Warby Parker was an early adopter of the two-way model. The direct-to-consumer glasses company sends shoppers five pairs of glasses for in-home try-on, expecting the samples to be returned. When a customer selects glasses for purchase, Warby Parker sends back a fresh pair.
Stitch Fix, a clothing box company, also expects high-volume returns as part of its model, allowing users to try on five carefully selected items at home and return what is unwanted. However, its taste and fit surveys, advanced algorithms and personal styling service all combat returns.
Perhaps the best example of a company that embraces returns is Rent the Runway, founded on the premise that customers rent clothing temporarily that can be swapped out easily for different items.
When return costs are assumed and predictable, they can be more easily passed through to customers. Further, this allows for a different mentality toward return logistics, which can be regarded as a solution instead of a problem.
The Next Wave
The innovations discussed in this report are here now, whether live on the streets or in active development as prototypes and trials. Not only are robots and drones a potential widespread reality of the near future, the next, next wave of last-mile innovation is already coming into view.

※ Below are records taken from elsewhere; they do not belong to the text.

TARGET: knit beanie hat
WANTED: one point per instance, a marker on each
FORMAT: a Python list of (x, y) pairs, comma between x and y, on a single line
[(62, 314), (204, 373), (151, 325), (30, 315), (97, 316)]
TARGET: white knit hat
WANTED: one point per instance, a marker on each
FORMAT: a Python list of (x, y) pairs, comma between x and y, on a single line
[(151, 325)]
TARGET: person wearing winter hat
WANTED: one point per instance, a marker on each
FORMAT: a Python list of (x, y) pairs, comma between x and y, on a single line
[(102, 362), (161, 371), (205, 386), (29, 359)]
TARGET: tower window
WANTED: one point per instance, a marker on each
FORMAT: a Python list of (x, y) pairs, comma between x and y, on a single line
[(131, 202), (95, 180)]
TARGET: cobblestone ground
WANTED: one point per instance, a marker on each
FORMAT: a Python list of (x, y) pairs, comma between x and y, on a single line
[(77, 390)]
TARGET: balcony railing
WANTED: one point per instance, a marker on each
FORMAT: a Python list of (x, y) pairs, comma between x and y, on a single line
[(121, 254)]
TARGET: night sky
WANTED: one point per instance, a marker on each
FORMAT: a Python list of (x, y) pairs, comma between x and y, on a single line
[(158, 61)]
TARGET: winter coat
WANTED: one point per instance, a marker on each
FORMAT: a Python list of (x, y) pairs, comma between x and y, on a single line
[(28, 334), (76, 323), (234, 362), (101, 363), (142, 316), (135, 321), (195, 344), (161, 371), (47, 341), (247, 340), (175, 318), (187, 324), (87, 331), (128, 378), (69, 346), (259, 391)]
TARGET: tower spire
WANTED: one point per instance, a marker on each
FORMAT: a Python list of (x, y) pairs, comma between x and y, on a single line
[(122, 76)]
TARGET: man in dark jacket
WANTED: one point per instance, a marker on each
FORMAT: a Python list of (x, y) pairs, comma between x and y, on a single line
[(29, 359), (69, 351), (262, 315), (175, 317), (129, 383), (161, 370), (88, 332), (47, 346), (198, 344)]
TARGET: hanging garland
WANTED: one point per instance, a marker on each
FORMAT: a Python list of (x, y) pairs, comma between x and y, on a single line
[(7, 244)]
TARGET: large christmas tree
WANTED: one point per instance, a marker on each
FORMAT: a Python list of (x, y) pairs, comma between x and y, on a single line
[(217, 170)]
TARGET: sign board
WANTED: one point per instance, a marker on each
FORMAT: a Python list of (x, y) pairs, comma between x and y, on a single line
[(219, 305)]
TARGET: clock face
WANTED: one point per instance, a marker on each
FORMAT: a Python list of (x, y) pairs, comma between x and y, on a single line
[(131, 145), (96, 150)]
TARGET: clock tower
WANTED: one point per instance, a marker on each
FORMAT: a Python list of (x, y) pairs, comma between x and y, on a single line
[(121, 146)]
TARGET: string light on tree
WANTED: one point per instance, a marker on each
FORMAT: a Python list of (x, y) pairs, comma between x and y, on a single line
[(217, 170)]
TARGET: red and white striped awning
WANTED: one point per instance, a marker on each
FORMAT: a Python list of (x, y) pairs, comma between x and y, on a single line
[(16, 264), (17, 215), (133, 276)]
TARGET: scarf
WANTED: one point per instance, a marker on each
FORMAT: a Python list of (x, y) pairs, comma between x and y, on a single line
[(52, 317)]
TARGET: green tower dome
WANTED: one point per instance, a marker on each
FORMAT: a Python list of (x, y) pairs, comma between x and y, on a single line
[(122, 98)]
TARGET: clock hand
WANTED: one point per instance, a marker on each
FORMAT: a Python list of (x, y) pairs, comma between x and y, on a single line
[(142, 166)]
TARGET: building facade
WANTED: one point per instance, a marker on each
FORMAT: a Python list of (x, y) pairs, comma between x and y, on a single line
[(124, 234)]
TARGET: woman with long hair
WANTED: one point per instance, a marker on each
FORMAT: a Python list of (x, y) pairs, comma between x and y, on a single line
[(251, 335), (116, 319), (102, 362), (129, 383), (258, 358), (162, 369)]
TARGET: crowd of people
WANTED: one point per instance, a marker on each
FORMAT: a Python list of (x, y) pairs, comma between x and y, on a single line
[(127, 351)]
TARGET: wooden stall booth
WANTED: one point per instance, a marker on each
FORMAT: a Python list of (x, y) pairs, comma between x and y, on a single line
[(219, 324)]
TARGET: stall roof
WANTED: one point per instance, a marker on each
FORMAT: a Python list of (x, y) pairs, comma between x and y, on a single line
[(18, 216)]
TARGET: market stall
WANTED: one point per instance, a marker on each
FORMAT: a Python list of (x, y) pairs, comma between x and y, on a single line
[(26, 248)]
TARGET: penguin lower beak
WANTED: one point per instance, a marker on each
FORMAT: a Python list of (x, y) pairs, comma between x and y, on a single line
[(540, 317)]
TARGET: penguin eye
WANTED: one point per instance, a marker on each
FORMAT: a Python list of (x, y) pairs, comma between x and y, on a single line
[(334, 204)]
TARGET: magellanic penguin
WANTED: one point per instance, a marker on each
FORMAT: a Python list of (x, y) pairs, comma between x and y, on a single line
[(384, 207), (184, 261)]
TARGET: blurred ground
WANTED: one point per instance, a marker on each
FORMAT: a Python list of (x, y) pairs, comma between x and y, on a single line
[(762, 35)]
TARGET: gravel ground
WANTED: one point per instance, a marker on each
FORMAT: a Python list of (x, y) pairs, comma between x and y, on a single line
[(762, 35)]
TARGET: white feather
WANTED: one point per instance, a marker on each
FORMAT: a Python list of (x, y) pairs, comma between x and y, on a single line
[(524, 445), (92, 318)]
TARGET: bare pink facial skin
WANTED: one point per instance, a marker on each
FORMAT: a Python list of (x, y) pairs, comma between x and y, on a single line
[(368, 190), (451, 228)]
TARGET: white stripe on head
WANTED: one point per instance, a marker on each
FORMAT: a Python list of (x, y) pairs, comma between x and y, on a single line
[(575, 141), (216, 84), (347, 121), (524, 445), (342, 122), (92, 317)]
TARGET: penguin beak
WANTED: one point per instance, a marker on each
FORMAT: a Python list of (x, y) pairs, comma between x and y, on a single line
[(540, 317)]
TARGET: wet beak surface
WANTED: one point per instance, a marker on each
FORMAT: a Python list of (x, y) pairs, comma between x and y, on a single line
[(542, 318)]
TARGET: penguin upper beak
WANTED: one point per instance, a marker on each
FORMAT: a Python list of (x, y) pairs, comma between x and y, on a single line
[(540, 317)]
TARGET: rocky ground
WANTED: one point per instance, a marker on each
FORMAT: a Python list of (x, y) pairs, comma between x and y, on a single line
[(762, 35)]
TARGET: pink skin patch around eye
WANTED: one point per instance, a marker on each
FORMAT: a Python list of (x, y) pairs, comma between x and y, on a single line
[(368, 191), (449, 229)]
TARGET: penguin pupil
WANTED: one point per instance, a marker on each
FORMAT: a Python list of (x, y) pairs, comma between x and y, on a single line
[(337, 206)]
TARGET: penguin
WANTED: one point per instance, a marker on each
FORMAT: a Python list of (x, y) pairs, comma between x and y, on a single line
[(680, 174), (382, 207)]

Amazon has patented an underwater warehouse and a flying warehouse. Real estate developers and city planners are exploring tunnel and shaft systems to autonomously deliver goods from warehouses to individual apartments. Programmers are experimenting with predictive analytics to anticipate and ship orders before they are even placed. The possibilities for last-mile improvements are endless.
What does all of this innovation mean for the commerce economy?
For retailers, it means major investment is required to limit costs, meet consumer demands and generally remain competitive as the market evolves.
For consumers, it means more convenience, as packages can be delivered securely inside homes and returns can be made in minutes. It also means more choice about how to have purchases delivered, and about the value prescribed to convenience, for which the customer pays directly or indirectly.
For cities and neighborhoods, it means the skies and sidewalks may be congested with drones and robots, and for regulators, a puzzle.
For local businesses, property managers and flexible workers, it means opportunities to partner with last-mile providers to ease constraints.
For all, it means goodbye to the status quo.